When § 2255 provides the appropriate remedy, a prisoner must avail himself of that section; and, in those instances, courts usually cannot exercise § 2241 jurisdiction. See Rice v. Rivera, 617 F.3d 802, 807 (4th Cir.2010); Cephas v. Nash, 328 F.3d 98, 103 (2d Cir.2003). There is a statutory exception, however, if a § 2255 motion is “inadequate or ineffective to test the legality of [the prisoner’s] detention.” 28 U.S.C. § 2255(e); Cradle v. U.S. ex rel. Miner, 290 F.3d 536, 538 (3d Cir.2002) (per curiam). A § 2255 motion is not inadequate or ineffective merely because the sentencing court has denied relief, Cradle, 290 F.3d at 539, or because the petitioner cannot meet “the stringent gatekeeping requirements” of § 2255, In re Dorsainvil, 119 F.3d 245, 251 (3d Cir.1997). Rather, “[a] § 2255 motion would be inadequate or ineffective only if the petitioner can show that a limitation of scope or procedure would prevent a § 2255 proceeding from affording him a full hearing and adjudication of his wrongful[-]detention claim.” Okereke, 307 F.3d at 120.
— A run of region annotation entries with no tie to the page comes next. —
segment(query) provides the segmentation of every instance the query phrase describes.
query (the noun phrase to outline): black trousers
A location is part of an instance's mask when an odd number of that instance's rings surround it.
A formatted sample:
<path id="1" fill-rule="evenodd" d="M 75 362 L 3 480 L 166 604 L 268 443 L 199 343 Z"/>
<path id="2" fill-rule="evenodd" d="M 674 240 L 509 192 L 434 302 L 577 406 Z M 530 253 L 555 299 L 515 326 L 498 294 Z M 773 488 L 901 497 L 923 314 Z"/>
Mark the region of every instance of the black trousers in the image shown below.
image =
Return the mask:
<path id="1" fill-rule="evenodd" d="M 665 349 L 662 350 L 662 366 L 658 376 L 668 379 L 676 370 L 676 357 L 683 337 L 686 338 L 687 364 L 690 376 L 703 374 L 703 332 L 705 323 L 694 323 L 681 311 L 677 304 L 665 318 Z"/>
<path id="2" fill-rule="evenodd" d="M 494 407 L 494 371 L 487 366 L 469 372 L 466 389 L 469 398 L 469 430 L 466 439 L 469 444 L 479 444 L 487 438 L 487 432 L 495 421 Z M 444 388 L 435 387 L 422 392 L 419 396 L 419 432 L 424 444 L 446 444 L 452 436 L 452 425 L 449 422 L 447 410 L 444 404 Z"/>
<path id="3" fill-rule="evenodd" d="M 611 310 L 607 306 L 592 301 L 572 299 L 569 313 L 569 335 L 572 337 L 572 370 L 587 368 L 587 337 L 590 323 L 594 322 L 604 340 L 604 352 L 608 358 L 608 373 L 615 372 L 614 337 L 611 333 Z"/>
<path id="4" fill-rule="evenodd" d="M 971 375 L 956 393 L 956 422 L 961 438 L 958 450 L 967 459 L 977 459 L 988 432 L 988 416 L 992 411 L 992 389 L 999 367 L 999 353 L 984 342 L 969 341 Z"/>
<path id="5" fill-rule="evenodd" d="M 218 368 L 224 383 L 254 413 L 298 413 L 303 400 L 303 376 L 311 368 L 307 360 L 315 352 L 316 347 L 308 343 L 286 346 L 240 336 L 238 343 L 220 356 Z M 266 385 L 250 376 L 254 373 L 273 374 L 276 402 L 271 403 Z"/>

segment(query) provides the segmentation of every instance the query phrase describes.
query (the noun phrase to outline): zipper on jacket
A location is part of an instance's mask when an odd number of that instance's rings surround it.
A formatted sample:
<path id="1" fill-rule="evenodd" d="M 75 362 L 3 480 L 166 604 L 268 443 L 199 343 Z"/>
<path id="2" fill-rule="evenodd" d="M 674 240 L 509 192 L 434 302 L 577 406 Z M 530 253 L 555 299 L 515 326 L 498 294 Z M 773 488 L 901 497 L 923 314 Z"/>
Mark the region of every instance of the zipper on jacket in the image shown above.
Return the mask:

The Government was correct that the District Court lacked subject-matter jurisdiction to adjudicate the § 2241 petition. 3 Nichols plainly requested that the Government’s alleged breach of the plea agreement lead to rescission of his plea and modification of his conviction. 4 Such relief *857 is within the heartland of § 2255. That he may now be barred from filing a § 2255 motion without first obtaining permission from a Court of Appeals, see 28 U.S.C. § 2244(b), or otherwise by the intervening passage of time, see 28 U.S.C. § 2255(f), is ultimately irrelevant; “[i]t is the inefficacy of [§ 2255], not the personal inability to use it, that is determinative.” Cradle, 290 F.3d at 538 (emphasis added). As we observed above, § 2255 is often invoked in challenges to plea agreements.